One day I look up from my book and the snow has melted. The woods are alive again, and there is not a moment to be lost. It is already spring.
TREE TALE
The Ash
The ash is very tall, dear to mankind,
Strong in its position, it holds its ground rightly,
&nbs
p; Though many men attack it.
Thinking of this ancient English rune poem and writing about ash, I have the awful feeling that I am penning an obituary, for we now know that we may lose them from the British countryside. It is an avoidable tragedy, symptomatic of governments’ reactionary attitude towards trees and woodlands. Chalara fraxinea, the fungus that threatens to kill off one of our most conspicuous and important trees, has been around for twenty years, spreading devastation across Europe and all but wiping out the species in Denmark—where, culturally, its importance as the Viking Ygdrassil or World Tree means that its loss is equivalent to our losing our oaks. And yet, we have continued to import ash saplings from Europe for our nursery industry. It has been a supreme folly. All may not be lost, though. We do not yet know how resistant our native ash may be, and there are plans (somewhat too late) to develop new stock from naturally resistant trees.

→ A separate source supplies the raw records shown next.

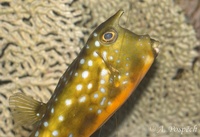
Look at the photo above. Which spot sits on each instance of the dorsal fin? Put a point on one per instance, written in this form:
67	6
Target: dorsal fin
25	109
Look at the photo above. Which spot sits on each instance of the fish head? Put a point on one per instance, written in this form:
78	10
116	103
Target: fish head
125	51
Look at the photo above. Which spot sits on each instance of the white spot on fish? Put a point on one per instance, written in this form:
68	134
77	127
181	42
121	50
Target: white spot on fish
97	44
102	90
85	74
95	34
60	118
52	110
90	63
36	133
96	95
82	61
99	111
46	124
90	109
79	87
109	103
104	72
76	74
102	81
89	85
103	101
68	102
104	53
124	82
55	133
95	54
111	57
82	99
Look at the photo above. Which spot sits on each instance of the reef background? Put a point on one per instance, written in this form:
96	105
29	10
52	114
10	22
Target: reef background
39	39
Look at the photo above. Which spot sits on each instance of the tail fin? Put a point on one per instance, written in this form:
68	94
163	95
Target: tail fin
25	109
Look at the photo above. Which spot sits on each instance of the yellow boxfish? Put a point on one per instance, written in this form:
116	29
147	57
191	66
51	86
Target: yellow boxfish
108	69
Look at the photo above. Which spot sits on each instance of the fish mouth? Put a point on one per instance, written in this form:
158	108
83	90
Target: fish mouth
155	46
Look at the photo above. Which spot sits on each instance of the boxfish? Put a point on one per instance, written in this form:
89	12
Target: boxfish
100	79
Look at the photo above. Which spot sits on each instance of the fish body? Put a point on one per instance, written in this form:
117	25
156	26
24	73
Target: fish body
101	78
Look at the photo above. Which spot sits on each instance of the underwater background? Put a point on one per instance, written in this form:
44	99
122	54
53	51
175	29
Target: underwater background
39	39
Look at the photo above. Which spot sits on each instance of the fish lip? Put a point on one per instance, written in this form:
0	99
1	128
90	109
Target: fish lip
118	15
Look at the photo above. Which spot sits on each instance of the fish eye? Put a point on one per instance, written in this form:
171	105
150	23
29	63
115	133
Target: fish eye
109	36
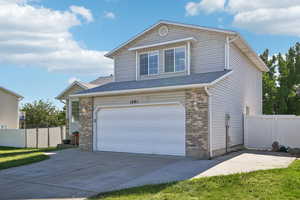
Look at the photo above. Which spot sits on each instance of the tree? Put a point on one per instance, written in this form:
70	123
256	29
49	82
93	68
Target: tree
281	84
40	114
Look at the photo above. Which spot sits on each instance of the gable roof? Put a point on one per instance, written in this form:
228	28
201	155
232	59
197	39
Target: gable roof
239	41
99	81
11	92
177	82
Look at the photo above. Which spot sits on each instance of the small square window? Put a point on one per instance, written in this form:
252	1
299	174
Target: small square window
149	63
175	59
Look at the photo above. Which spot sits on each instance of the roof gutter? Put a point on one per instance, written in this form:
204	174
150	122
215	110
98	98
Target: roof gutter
155	89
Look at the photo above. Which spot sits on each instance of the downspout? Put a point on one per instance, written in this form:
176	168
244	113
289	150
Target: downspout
93	124
209	121
227	50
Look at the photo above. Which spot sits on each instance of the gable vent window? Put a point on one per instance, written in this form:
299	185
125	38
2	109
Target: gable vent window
175	59
149	63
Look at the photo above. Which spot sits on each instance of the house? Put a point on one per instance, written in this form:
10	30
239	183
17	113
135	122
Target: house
72	105
178	89
9	108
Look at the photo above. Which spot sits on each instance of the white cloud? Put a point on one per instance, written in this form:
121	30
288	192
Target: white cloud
73	79
40	37
283	21
267	17
208	6
85	13
109	15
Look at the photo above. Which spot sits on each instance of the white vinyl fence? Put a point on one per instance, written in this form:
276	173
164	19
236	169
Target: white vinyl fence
261	131
36	138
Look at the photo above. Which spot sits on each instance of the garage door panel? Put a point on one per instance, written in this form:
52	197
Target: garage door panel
149	129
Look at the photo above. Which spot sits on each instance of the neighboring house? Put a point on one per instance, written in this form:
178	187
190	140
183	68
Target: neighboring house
9	109
178	89
72	105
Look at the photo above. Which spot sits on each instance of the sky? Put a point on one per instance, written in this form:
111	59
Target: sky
47	44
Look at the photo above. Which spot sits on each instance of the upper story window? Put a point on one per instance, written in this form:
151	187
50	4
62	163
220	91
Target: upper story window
149	63
175	59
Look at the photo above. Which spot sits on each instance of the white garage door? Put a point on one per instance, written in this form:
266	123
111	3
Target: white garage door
155	129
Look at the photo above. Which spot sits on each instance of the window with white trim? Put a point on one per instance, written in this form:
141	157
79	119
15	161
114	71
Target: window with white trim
75	111
149	63
175	59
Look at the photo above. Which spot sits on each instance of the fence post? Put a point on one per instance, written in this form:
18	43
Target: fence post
61	134
25	138
37	138
48	136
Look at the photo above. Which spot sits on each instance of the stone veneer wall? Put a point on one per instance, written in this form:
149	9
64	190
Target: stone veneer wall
196	111
86	123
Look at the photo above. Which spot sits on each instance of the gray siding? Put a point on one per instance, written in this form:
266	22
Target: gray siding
231	95
143	98
207	52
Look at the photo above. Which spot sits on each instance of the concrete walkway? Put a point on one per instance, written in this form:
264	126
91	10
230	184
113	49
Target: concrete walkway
71	174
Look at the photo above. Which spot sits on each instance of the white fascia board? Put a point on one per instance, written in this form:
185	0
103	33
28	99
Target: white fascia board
70	86
155	89
162	43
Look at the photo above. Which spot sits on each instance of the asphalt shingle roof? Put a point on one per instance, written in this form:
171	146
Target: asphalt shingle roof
199	78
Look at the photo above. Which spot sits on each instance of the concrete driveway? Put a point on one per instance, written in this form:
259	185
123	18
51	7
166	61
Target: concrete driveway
73	174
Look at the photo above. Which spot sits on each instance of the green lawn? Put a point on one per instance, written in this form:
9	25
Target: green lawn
13	157
266	184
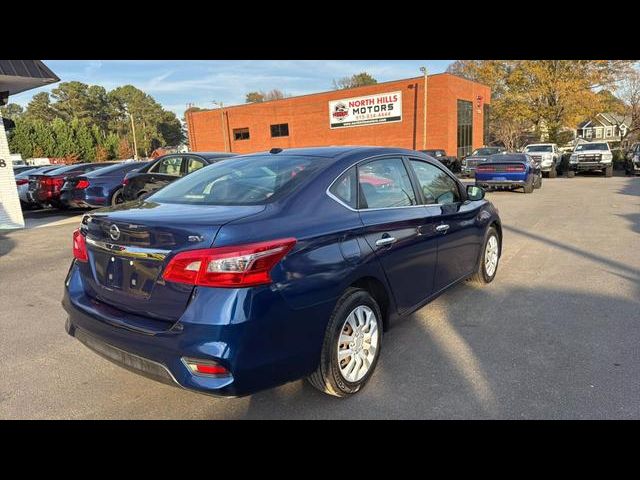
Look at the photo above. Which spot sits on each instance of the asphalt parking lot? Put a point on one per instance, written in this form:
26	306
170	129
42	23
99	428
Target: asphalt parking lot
556	335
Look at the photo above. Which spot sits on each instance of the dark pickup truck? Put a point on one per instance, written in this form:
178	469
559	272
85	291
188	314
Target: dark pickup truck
451	163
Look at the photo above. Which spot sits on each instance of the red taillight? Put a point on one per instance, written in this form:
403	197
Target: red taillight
206	367
239	266
79	247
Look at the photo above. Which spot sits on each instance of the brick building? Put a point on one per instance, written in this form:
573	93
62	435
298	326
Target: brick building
387	114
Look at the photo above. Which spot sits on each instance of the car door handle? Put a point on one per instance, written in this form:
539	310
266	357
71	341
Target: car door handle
381	242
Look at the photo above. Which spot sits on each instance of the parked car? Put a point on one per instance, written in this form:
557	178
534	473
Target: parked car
509	171
45	189
547	155
451	163
23	168
22	182
272	267
99	188
592	156
167	169
478	156
632	160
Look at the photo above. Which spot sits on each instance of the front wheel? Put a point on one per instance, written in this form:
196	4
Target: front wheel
351	346
488	265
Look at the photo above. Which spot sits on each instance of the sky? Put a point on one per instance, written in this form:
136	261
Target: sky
175	83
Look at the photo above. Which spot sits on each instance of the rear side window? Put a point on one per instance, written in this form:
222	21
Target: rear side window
252	180
437	187
168	166
385	184
345	188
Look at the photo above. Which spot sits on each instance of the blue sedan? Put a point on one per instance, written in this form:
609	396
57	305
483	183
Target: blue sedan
512	170
266	268
99	188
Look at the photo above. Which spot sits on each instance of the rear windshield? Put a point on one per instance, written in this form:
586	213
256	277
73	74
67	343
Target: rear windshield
251	180
591	146
485	151
538	148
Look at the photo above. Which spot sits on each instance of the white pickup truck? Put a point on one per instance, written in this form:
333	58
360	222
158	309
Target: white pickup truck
547	155
591	156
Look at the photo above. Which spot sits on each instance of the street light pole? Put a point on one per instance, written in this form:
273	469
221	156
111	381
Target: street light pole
135	143
224	131
424	116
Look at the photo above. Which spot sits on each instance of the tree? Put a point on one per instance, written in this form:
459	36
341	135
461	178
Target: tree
260	96
40	108
629	92
253	97
11	111
357	80
546	95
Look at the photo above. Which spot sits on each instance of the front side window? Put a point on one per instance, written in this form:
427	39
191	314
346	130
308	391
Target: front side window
345	188
437	187
280	130
194	164
168	166
385	184
253	180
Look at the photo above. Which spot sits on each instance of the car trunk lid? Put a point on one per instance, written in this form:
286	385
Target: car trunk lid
129	247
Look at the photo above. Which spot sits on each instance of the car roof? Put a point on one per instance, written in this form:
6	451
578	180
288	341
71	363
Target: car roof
508	157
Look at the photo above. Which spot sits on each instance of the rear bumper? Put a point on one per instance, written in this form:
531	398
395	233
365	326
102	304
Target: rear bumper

Ash (Fraxinus excelsior) was once a vital component of the economy. It grows fast and straight and its wood has a very high tensile strength for its weight. Tough and springy, it was used for tool handles and spears, for rafters in ancient roundhouses and any place where strength and flexibility were required. It was traditionally cut on a twelve- or fifteen-year cycle, often interspersed with hazel. The wood is greyish, the more so as it seasons, but its smooth straight grain is valued in furniture when the trees are left to mature. As gardeners know, it self-seeds readily: turn your back on a patch of weeds and there is an ash sapling, a foot tall before you know it. It is a common tree of hedgerows but does not naturally form great woods. Individual specimens can grow to around a hundred-and-thirty feet: two champion examples grow in County Tipperary. But while it can survive a couple of hundred years, it does not belong in the same league of longevity enjoyed by oaks and yews unless it is regularly coppiced or pollarded.